This project demonstrates how to program several components of Snap Circuits with the BBC micro:bit.
This project builds on top of what we learned in the Connect LED, the Connect Press Switch, and the Connect Whistle Chip projects.
We will program the BBC micro:bit to display a timer that increments by pressing the Press Switch (S2) of Snap Circuits. Pressing button A on the micro:bit starts the countdown of the timer. Each second it will light the LED (D1) and play a sound on the Whistle Chip (WC).
Snap Circuits diagramBuild the circuit shown in the diagram above.
CodeYou can build the code yourself in the MakeCode Editor. You will find the "digital write pin" block under the Advanced > Pins section.
Alternatively, open the ready project here: https://makecode.microbit.org/_Kxbcya4RyRm1
Once ready, download the code to your micro:bit. Then disconnect all cables from your micro:bit. Both the USB and the battery pack must be disconnected from the micro:bit.
How it works...When you close the slide switch (S1), the Battery Holder (B1) powers the snap:bit through the 3V snap and the micro:bit turns on. The “on start” event triggers, which sets the “count” variable to 0 and displays it on the micro:bit.
Press the press switch (S2) and release it within 1 second. This closes the circuit between the P2 and GND pins of the micro:bit. The “on pin P2 pressed” event triggers, which increments the “count” variable by 1 and updates the display of the micro:bit with the new value. Press the switch as many times as you wish and watch how the counter increments.
Now press the A button on the micro:bit. The “on button A pressed” event triggers and the micro:bit starts the countdown loop. The loop iterates as many times as the value of the “count” variable.
In each iteration, the micro:bit writes a digital 1 signal to pin P1. This closes the circuit between the P1 and GND pins and the LED (D1) turns on. Then the micro:bit plays a sound. Afterward, it writes a digital 0 to pin P1 to open the circuit between the P1 and GND pins to turn the LED (D1) off. Then the micro:bit pauses for 1 second, decreases the value of the “count” variable by 1, and updates the display with the new value.
This way we see the micro:bit counting down the remaining time while playing a sound and lighting the LED every second.
Finally, when the value of the “count” variable is down to 0, the loop ends and the micro:bit plays the “dadadum” melody. The LED (D1) is on while the music is played.

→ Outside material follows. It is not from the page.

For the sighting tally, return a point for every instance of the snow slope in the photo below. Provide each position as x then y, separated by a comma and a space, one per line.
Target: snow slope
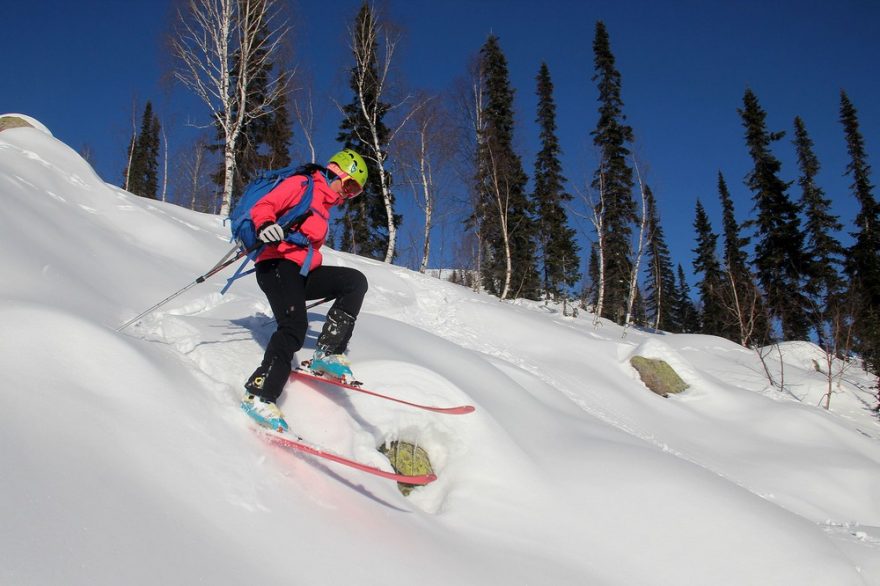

Another variantLet's experiment a bit with this project. How about disconnecting the LED (D1) from pin P1, and connecting to pin P0 right over the Whistle Chip (WC)? Like on this picture:
What would happen if you run through the project once again? Let's see:
Now, the LED (D1) is even better in sync with the sounds played through the Whistle Chip. It even flashes in rhythm with the "dadadum" sound played at the end.
How is that possible?
The micro:bit plays sounds by writing an analog signal to pin P0. Components like the Whistle Chip and the Speaker can convert this analog signal into sound.
By connecting the LED (D1) right over the Whistle Chip (WC), we made the both connected in parallel to pin P0. This means that both components receive the same current from pin P0.
In the Adjust LED Brightness and Pulsing LED projects we learned that we can light the LED with different brightness by using exactly an analog output to the micro:bit pins. So the analog signal generated by the micro:bit through pin P0 to play the sound can be also used to light the LED.
And this is how the LED (D1) responds to the playing sounds by the micro:bit.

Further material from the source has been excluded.